Investors should broaden investment horizon, refocus on rental income

CYBERJAYA: Property players and investors should broaden their property investment horizon and refocus their attention on rental income, according to Zerin Properties chief executive officer Previndran Singhe.

Equating the property market with used computers that “hang” after several years of use, he said investors need to “reboot” their investment strategy so that they can gain maximum returns from their investments.  

Presenting a paper on Malaysia’s 2014 property market outlook yesterday, Previndran said real estate is and has always been a long-term and not a three-year or two-week horizon investment.

“It’s a minimum of five to 20 years investment range,” he said, adding that a reboot strategy is needed to sustain income from a real estate investment.

Previndran said investors also need to reboot their strategy by focusing on actual gains, and not just capital gains.

“Buyers should try to refocus on rental income to sustain properties that they have purchased, and look at funding systems that are available such as the bullet payment scheme,” he said.

On the latest market trend in commercial properties in Kuala Lumpur, Previndran said new buildings are being occupied but at the expense of older buildings which will end up vacant.

“These older buildings might be transformed into boutique or budget hotels or even new office buildings,” he said, adding that old buildings are not necessarily old but are not relevant to the market anymore.
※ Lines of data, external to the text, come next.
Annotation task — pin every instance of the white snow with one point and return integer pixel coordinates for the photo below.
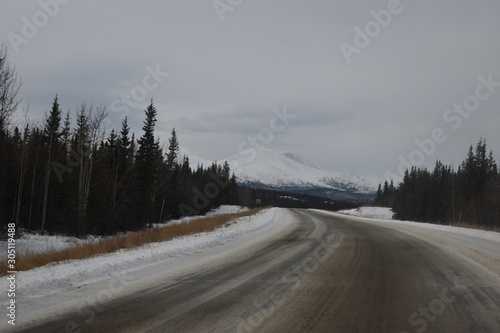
(284, 169)
(275, 168)
(75, 274)
(379, 213)
(370, 213)
(35, 243)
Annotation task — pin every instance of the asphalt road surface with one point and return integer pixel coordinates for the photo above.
(325, 273)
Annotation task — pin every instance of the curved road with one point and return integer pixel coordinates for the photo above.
(326, 273)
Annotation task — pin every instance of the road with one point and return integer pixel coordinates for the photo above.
(325, 273)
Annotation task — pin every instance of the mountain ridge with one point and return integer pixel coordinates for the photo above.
(293, 172)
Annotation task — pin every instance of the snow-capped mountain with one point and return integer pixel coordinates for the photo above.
(290, 172)
(293, 172)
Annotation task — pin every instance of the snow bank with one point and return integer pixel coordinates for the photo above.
(379, 213)
(33, 243)
(371, 213)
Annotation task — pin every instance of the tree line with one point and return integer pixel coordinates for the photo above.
(80, 180)
(470, 194)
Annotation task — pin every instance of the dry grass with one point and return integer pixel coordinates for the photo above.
(128, 241)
Previndran pointed out that take-ups for new office buildings are mainly from financial, oil and gas and expansionary services.

He is optimistic about the industrial sector, which will continue to drive the local property market.
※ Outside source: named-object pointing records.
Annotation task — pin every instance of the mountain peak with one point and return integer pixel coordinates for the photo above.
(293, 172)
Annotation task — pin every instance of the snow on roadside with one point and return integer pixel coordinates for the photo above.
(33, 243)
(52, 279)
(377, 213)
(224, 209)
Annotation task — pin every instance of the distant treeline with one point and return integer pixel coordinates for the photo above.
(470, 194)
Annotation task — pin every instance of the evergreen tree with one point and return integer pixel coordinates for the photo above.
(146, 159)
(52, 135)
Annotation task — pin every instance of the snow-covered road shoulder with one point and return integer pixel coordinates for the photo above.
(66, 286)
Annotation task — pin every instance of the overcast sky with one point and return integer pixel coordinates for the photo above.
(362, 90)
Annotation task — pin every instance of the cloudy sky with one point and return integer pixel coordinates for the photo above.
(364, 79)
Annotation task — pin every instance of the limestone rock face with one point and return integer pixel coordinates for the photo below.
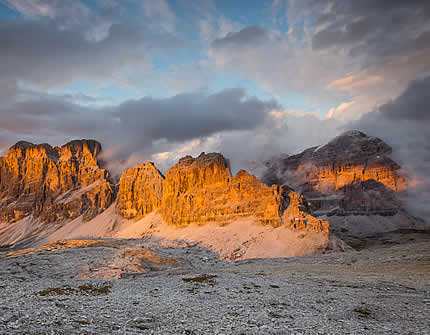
(201, 190)
(140, 191)
(53, 182)
(352, 174)
(350, 158)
“The industrial sector has been very slow in providing supply to the market. Yet, 50% of our GDP [gross domestic product) is from the industrial sector and it is still growing. I think we will see more activities in the industrial sector and its sub-sectors,” said Previndran.

He said properties within the proximity of the mass rapid transit (MRT) and light rail transit (LRT) stations will be the hot spots. “We just need to look at how it happened in Singapore.”

On the property cooling measures that the government announced in the 2014 Budget last October, Previndran said they are not going to improve the current situation.

“It’s not answering the fundamental question in the market, which is supply that is taking too long and too expensive to come in.”

Among the measures were an increase in real property gains tax to 30% for properties disposed of within three years, and the raising of the value of properties that foreigners buy from RM500,000 to RM1 million.

Previndran said the cooling measures would hit the secondary market in the first quarter of the year. The Iskandar Malaysia region will probably experience the worst hit in the first quarter because of the stringent foreign investment regulations.

This article first appeared in The Edge Financial Daily, on February 13, 2014.